Di tahun pemilu ini, tak jarang kita menemukan kalimat yang berseliweran seperti pemilu bukanlah untuk memilih yang terbaik, tetapi mencegah yang buruk berkuasa. Pernyataan tersebut tidak bisa dinilai salah karena memang pemimpin negara haruslah sosok yang memiliki integritas tinggi.
Di sisi lain, pernyataan tersebut dapat dinilai sebagai tameng atau sekadar wadah pembelaan bagi kelompok yang merasa paling benar. Pernyataan tersebut memang menyiratkan makna merendahkan karena seakan-akan pilihan kelompoknya saja yang paling baik, tetapi menilai pilihan kelompok lain salah. Kembali lagi, kelompok yang merasa paling benar tersebut seakan tidak mengaca dan kembali menoleh pada pilihan yang diambilnya.

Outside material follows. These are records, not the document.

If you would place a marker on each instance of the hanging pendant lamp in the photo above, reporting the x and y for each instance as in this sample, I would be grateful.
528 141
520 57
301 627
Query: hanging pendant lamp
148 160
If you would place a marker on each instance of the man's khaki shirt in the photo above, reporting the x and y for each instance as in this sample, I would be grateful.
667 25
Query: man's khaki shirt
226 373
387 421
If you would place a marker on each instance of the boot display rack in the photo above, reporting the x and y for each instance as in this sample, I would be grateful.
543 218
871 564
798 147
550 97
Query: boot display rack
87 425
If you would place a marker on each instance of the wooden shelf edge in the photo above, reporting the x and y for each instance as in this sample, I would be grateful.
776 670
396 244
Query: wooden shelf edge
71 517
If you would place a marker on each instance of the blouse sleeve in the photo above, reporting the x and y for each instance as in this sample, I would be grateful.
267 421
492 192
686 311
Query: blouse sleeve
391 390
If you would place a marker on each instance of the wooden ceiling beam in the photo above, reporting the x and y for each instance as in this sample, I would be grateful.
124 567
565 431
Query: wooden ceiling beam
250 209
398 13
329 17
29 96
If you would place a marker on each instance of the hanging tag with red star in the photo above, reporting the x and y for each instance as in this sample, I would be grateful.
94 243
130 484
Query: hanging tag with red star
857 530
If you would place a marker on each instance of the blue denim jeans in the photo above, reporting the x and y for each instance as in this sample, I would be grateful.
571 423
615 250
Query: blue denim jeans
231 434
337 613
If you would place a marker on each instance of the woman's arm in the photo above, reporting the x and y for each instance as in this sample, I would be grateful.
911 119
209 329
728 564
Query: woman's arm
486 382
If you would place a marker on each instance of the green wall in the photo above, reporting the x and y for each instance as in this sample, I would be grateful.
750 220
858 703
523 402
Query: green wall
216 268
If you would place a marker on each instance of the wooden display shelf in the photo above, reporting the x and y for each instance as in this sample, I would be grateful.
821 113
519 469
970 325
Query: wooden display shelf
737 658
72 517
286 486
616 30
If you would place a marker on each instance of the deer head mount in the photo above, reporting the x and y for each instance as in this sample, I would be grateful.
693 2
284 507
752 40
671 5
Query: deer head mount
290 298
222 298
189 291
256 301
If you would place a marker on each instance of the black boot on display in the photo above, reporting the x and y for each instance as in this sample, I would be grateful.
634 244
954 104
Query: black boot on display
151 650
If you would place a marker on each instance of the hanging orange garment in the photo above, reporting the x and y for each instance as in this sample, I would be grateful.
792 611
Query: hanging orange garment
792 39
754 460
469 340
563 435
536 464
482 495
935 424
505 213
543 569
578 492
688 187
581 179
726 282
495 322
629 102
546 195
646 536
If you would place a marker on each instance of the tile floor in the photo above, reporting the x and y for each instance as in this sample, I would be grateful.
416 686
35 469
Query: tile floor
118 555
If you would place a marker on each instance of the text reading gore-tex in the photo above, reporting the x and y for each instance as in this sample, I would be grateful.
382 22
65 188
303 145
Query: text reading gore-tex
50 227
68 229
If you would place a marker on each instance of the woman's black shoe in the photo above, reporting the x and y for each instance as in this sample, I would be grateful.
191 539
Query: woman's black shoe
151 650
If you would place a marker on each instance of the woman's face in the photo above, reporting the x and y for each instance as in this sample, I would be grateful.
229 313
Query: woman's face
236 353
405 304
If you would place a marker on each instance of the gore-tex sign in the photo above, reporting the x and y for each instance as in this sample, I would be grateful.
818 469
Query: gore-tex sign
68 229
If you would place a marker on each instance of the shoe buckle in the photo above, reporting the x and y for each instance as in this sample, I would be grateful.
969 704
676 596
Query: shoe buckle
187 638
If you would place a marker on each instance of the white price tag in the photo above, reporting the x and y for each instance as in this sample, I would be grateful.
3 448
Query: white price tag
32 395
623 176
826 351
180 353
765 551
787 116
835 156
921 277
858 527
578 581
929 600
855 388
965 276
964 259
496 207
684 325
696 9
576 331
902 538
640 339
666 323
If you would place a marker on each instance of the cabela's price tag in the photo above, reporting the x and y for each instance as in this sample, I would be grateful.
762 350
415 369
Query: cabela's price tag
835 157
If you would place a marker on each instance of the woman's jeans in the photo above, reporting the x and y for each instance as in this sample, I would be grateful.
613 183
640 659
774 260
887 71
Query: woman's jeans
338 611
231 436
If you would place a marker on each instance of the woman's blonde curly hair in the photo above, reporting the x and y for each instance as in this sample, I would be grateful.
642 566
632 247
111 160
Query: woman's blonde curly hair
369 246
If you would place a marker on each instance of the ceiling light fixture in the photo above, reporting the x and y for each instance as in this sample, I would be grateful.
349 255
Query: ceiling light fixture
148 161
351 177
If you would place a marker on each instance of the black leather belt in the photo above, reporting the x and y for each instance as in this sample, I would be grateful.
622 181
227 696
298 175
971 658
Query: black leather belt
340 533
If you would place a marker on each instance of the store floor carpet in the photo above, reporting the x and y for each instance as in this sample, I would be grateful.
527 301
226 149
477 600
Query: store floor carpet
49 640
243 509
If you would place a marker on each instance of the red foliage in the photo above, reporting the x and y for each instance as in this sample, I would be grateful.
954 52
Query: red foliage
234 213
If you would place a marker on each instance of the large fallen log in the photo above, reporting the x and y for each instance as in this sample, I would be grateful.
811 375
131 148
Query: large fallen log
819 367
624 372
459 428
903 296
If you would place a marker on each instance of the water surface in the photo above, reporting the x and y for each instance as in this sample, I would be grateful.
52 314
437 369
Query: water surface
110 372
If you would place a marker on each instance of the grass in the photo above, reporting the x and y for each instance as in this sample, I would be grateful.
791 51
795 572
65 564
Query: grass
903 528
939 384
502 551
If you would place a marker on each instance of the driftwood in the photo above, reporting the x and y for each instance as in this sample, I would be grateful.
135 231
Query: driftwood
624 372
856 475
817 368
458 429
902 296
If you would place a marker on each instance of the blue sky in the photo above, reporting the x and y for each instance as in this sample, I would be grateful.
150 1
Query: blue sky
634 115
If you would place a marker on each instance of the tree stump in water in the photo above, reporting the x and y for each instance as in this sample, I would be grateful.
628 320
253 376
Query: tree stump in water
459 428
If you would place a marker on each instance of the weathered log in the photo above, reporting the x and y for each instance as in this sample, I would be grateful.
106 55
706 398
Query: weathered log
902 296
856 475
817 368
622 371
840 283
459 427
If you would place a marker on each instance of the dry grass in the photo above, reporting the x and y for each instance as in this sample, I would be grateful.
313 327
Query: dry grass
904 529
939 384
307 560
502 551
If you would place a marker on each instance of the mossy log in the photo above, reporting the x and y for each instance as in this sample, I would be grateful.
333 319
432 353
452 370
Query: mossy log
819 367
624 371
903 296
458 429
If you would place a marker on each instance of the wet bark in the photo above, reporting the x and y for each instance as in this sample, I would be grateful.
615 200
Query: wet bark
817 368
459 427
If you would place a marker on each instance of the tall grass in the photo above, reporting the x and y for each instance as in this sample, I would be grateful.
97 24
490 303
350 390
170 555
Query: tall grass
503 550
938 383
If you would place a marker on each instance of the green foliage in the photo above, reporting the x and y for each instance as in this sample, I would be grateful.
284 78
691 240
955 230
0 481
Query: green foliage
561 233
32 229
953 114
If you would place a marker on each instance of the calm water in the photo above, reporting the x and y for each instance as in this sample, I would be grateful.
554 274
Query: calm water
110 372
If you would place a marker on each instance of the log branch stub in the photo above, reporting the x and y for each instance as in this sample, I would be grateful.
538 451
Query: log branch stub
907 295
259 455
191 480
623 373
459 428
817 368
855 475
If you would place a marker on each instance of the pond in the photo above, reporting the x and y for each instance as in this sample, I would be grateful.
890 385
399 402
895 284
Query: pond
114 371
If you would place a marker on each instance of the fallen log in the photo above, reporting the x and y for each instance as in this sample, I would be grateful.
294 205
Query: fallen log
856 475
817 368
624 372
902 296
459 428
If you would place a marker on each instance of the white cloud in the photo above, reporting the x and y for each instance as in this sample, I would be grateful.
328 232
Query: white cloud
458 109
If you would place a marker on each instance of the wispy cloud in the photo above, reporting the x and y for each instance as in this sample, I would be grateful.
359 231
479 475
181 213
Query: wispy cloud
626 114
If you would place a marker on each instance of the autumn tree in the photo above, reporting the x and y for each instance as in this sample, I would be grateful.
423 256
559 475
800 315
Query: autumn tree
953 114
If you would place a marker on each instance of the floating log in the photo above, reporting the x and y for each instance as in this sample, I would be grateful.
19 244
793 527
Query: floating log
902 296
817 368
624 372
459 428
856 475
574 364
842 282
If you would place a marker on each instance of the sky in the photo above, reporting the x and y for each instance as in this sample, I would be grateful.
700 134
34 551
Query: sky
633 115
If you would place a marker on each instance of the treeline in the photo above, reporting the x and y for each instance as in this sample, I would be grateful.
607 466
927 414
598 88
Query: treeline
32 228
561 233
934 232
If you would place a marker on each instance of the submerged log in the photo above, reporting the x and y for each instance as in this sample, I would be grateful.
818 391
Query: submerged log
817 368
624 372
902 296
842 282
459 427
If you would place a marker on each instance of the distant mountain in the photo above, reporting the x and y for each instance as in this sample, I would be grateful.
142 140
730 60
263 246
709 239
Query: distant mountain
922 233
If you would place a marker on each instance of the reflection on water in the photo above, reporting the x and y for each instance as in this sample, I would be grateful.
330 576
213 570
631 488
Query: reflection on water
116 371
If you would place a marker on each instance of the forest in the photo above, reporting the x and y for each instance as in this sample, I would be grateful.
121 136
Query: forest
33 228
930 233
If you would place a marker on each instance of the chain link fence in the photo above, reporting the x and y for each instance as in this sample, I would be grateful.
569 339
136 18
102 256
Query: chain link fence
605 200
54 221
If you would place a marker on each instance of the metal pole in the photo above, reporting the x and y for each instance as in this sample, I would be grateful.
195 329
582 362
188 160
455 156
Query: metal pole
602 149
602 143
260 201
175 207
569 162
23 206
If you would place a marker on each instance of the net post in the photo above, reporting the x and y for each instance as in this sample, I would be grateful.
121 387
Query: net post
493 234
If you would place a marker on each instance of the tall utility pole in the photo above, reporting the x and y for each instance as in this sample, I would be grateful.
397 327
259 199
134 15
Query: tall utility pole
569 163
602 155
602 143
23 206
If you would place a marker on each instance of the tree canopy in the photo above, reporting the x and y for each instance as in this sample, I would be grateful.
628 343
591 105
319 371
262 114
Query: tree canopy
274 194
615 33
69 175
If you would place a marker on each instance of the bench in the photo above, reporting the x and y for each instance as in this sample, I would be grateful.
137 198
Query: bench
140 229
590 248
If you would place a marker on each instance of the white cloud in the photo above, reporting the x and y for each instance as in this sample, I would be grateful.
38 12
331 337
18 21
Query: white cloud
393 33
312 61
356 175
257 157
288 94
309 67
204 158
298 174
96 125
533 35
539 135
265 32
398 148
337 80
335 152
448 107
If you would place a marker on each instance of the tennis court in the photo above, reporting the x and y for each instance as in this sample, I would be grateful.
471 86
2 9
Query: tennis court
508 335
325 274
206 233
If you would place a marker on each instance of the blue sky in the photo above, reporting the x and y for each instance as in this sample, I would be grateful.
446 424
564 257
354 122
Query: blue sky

Tidak ada yang sempurna di dunia ini. Semua pilihan pasti memiliki konsekuensi masing-masing dan apa yang akan terjadi beberapa tahun ke depan merupakan hasil pilihan kita di masa sekarang. Jika apa yang terjadi dalam proses implementasinya kurang maksimal, kita pun tak dapat langsung mengatakan bahwa kita salah memilih sosok pemimpin. Perlu dilakukan pengkajian secara cermat untuk membahas permasalahan tersebut dan turut mencari solusi, bukan malah mencaci maki.
Pada hakikatnya, manusia memang diciptakan berbeda-beda dan perbedaan tersebut adalah hal yang wajar. Namun demikian, hal tersebut tergantung lagi pada sikap kita sebagai warga negara yang bijak untuk dapat mengembangkan sikap tenggang rasa agar terciptanya hubungan saling menghargai antarsesama.
Oleh karena itu, menghormati pilihan tiap individu sangatlah penting. Seperti kita yang hidup di negara multikultural di mana perbedaan bukanlah hal yang menjadi penghambat persatuan, tetapi malah menjadi sebuah kekuatan yang membuat solidaritas kita semakin kuat.